Another example of unintentional interference occurred in the early development of garage door opener technology. The early garage door openers would open the owner's garage door and, often times, the neighbor's garage door. Some people have experienced or have heard of someone whose garage door electronically opened by someone other than the owner. This is because a frequency was generated that was close enough to the garage door frequency that the opener accepted the signal. One way to minimize the problem is for the garage door opener manufacturer to incorporate a dipswitch in the transmitter and receiver for the garage door opener to set a “unique” code. Because the power level of the garage door opener is fairly low and a code is added, the amount of interference of garage door openers across a large metropolitan area is minimized.
Sometimes you can take advantage of interference. TV stations, for example, transmit microwave signals from vehicles with mobile microwave transmitters back to the TV station for remote broadcast. These vehicles often have one or more microwave dish/dishes mounted to an extendable arm or pole.
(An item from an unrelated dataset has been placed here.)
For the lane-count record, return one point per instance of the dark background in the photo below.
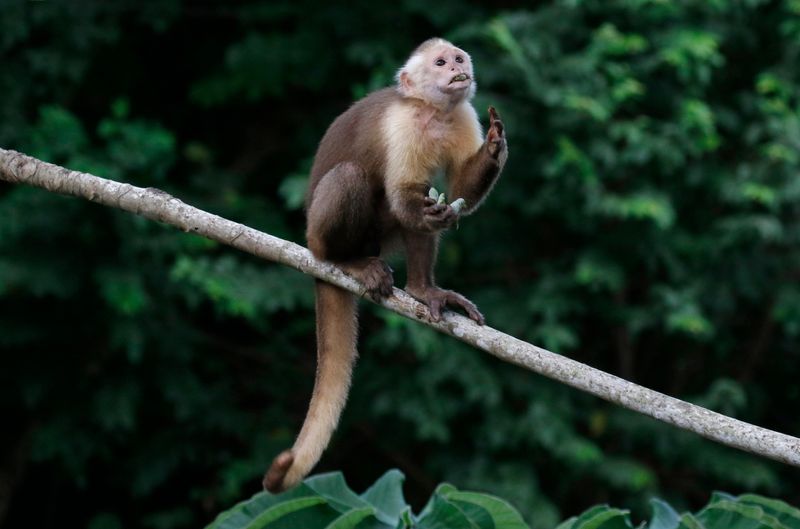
(647, 224)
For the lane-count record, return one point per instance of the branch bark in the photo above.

Quite often, a TV station engineer faces RF interference issues, so the operator must direct the microwave antenna's line-of-sight signal directly at a source of interference, such as a metallic- or mirror-finished glass building to bounce the microwave signal back to the TV station-receiving antenna.
There are security concerns in reference to intentional interference, which blocks reception of the signal. Transmitting a high-power signal at the same frequency that is being used for the security wireless application can cause intentional signal blockage. (This problem is fairly unlikely for most commercial security applications.) Wireless security system manufacturers can incorporate different technologies to avoid the jamming or intentional interference problem by using what is referred to as “spread spectrum” technology, which enables the message or signal to be sent on one frequency and the next message to be sent on a different frequency.
The message can also be broken up into pieces of data referred to as a packet. One piece can be sent on one frequency and another packet on a different frequency, and so on. No matter how the data is spread over the frequency spectrum, the receiver and transmitter must be in synchronization to ensure proper reassembly of the data. Synchronization allows the total data stream to be recombined into a usable recognizable signal.
The power radiated by the transmitter will affect the maximum distance the receiver can be placed from the transmitter to receive a valid signal. The Federal Communication Commission (FCC) controls the power levels and frequencies used by all RF devices in the United States .
The requirement for an FCC license depends on the frequencies used and the transmitted power. Many security products and wireless LANs on the market fall into one of several frequencies. 5.8 billion Hertz (GHZ) is one of the common frequencies, while other frequencies include 2.4 GHZ and 433 million Hertz (MHZ). The 5.8 GHZ, 2.4 GHZ and 433 MHZ security RF wireless products can be legally used, in many cases, without an FCC license.
If a product's literature does not indicate whether an FCC license is required, it is important to verify that requirement before purchase. Deciding between products that require an FCC license and do not, primarily depends on the distance needed between the transmitter and receiver. Longer distances require more power and may require an FCC license.
Some caution is needed when applying the distances advertised for a given product vs. what can be expected in real-life. The wireless manufacturer provides the distance their product will transmit in their literature. This distance is under ideal conditions in unobstructed “clear air.” The assumption is that there are no obstructions, a clear line-of-sight, low humidity and no signal loss or interference due to reflections.